Is Function-as-a-Service a Good Fit for Latency-Critical Services?

Haoran Qiu, Saurabh Jha, Subho S. Banerjee, Archit Patke, Chen Wang, Hubertus Franke, Zbigniew T. Kalbarczyk, and Ravishankar K. Iyer

WoSC 2021 (Colocated with Middleware 2021)



Abstract

Function-as-a-Service (FaaS) is becoming an increasingly popular cloud-deployment paradigm for serverless computing that frees application developers from managing the infrastructure. At the same time, it allows cloud providers to assert control in workload consolidation, i.e., co-locating multiple containers on the same server, thereby achieving higher server utilization, often at the cost of higher end-to-end function request latency.
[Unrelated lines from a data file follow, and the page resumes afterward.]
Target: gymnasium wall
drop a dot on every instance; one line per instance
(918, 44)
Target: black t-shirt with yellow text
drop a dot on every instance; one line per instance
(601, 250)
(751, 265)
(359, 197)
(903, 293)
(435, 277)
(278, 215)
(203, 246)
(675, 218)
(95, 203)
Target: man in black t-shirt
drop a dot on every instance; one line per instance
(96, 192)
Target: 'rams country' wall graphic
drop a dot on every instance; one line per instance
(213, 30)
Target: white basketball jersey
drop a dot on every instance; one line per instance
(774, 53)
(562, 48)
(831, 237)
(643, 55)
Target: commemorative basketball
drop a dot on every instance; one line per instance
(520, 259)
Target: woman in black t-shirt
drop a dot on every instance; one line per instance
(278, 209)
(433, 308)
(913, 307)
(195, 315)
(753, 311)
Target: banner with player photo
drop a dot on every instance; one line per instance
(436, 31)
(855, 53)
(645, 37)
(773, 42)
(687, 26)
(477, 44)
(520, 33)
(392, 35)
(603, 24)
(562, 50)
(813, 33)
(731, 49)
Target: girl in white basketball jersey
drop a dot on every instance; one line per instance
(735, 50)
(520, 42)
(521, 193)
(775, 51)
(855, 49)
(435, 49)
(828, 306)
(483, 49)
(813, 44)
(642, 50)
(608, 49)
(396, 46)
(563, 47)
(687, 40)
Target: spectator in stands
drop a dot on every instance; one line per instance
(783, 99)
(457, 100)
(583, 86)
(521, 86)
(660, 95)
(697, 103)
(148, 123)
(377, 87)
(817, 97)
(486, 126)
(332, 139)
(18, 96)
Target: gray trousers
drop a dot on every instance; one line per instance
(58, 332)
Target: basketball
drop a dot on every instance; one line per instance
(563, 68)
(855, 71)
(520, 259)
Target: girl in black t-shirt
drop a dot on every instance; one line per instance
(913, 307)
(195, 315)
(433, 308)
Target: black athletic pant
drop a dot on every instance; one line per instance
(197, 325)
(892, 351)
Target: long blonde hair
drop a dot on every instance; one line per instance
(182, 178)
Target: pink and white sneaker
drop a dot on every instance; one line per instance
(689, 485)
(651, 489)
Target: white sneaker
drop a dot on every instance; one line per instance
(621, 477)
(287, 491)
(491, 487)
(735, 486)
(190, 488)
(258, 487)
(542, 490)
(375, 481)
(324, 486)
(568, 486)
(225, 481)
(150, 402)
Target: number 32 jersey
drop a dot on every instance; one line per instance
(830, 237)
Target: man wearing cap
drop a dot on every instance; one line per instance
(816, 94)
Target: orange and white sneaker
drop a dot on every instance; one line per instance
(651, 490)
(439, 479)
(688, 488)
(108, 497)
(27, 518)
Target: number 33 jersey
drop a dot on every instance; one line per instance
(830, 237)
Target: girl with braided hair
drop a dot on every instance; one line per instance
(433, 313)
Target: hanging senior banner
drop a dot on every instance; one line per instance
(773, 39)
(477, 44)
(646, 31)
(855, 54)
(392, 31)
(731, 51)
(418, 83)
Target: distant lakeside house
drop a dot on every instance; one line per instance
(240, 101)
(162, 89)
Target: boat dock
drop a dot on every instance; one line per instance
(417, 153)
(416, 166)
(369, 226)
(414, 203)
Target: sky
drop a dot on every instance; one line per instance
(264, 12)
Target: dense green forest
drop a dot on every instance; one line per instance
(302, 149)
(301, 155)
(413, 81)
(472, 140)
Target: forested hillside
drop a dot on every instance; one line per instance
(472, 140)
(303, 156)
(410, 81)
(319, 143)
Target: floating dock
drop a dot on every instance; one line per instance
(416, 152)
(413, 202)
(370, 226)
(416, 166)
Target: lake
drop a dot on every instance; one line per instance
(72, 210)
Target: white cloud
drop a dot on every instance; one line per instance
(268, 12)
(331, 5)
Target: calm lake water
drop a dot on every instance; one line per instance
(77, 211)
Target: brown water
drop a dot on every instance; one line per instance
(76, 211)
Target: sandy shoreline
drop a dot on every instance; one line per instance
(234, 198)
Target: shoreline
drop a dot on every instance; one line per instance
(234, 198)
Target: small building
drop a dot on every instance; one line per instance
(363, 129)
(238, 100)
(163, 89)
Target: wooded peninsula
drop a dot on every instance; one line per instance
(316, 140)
Interestingly, a key aspect of serverless latency management has not been well studied: the trade-off between application developers’ latency goals and the FaaS providers’ utilization goals. This paper presents a multi-faceted, measurement-driven study of latency variation in serverless platforms that elucidates this trade-off space. We obtained production measurements by executing FaaS benchmarks on IBM Cloud and a private cloud to study the impact of workload consolidation, queuing delay, and cold starts on the end-to-end function request latency. We draw several conclusions. For example, increasing a container’s allocated memory limit from 128 MB to 256 MB reduces the tail latency by 2x but has 1.75x higher power consumption and 59% lower CPU utilization.